CS 9535 and CS 4402 - Distributed and Parallel Systems

University of Western Ontario
Computer Science Department
Date: January 3, 2011

The efficient usage of parallel and distributed systems (multi-processors and computer networks) is nowadays an important task for computer scientists.

This course studies the fundamental aspects of parallel systems and aims at providing an integrated view of the various facets of software development on such systems: hardware architectures, programming languages and models, software development tools, software engineering concepts and design patterns, performance modeling and analysis, experimenting and measuring, application to scientific computing.

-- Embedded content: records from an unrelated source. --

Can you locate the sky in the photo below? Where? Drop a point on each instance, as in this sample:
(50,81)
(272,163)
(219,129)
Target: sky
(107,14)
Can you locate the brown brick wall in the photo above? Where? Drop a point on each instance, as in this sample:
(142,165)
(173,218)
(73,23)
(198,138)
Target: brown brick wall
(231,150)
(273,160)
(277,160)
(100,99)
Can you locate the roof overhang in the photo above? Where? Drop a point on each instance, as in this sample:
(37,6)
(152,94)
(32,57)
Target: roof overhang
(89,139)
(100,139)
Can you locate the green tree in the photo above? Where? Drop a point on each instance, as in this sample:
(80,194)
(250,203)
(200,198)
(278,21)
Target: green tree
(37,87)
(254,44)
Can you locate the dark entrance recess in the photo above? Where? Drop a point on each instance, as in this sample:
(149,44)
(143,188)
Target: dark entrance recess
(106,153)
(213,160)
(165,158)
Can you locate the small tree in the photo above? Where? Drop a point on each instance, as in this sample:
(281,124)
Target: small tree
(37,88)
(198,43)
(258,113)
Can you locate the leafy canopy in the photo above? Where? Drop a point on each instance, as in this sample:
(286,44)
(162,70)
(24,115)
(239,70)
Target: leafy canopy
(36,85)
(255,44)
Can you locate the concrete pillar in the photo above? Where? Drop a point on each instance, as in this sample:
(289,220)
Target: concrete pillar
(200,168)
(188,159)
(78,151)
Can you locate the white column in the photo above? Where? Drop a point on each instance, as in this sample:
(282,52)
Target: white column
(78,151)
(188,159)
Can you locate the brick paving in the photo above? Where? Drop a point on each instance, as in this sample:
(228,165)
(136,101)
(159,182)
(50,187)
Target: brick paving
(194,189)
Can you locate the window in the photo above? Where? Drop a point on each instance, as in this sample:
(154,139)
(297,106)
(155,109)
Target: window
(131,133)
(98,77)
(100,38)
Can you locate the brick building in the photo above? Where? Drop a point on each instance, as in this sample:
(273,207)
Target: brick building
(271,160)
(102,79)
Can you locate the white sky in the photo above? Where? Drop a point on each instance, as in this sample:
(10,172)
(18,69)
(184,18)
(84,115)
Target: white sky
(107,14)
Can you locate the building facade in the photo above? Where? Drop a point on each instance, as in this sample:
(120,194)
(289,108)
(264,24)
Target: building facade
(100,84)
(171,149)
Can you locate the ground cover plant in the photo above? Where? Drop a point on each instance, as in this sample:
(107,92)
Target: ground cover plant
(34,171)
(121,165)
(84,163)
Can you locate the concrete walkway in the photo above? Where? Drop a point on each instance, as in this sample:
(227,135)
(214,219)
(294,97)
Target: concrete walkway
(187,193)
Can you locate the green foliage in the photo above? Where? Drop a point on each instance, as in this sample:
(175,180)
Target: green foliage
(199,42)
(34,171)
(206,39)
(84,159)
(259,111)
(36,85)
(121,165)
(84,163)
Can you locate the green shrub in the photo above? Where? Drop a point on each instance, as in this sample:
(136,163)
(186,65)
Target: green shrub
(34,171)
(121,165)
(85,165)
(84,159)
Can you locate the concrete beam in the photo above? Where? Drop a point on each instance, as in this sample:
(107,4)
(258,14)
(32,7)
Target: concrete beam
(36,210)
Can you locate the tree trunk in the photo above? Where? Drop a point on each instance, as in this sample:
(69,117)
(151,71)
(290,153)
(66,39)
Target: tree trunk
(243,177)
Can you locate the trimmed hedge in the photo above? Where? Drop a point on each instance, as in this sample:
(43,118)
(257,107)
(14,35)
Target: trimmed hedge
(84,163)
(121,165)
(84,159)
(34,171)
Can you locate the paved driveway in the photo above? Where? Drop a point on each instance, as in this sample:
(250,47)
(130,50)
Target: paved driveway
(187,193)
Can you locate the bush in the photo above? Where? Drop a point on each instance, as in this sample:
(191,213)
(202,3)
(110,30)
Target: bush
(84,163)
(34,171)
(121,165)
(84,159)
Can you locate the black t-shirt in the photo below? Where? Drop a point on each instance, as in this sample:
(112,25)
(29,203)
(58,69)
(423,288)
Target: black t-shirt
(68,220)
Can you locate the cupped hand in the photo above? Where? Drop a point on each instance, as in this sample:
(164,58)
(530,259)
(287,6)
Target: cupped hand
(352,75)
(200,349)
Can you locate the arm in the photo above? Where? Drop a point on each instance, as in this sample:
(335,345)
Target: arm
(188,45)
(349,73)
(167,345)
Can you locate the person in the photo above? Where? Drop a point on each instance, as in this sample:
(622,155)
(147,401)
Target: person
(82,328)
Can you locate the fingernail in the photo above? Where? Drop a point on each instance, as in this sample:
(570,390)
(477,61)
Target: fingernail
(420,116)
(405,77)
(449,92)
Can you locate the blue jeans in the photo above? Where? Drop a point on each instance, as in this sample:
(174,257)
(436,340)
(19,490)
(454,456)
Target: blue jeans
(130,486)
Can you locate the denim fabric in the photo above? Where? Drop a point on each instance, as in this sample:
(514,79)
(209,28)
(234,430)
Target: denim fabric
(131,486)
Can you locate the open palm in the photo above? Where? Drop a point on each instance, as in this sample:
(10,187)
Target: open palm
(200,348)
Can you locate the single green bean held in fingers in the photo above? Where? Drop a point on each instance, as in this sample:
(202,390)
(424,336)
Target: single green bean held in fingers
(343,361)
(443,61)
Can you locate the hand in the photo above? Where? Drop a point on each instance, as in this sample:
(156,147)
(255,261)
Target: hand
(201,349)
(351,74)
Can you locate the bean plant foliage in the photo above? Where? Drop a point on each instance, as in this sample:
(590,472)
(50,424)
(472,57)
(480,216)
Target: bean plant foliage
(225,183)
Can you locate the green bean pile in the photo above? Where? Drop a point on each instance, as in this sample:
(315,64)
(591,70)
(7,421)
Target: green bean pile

Course topics may include but are not limited to: multi-core, SMP, clusters, GPU computing, scheduling, scalability, parallel and distributed data-structures, threads, message passing, MPI, distributed and shared memory, hierarchical memory, data parallel languages, and applications of parallel and distributed computing.

Part of the materials (multi-threading programming, hierarchical memory) from this course: CS 4435 and CS 9624 - High Performance Computing with a Focus on Hardware Acceleration Technologies.
Others from last year's edition of CS 9535 and CS 4402.

Note that for this 2010-2011 academic year there will another course dedicated to distributed systems. More on this later.

Follow this link for various resources (software tools and tutorials, hardware documentation, conferences, other HPC course web sites, etc.) regarding this course and HPC in general.

Prerequisites for undergraduate students

CS 3305. Students must be fluent in C and C++; they must also be familiar with UNIX software tools (shell scripts, makefiles, debuggers).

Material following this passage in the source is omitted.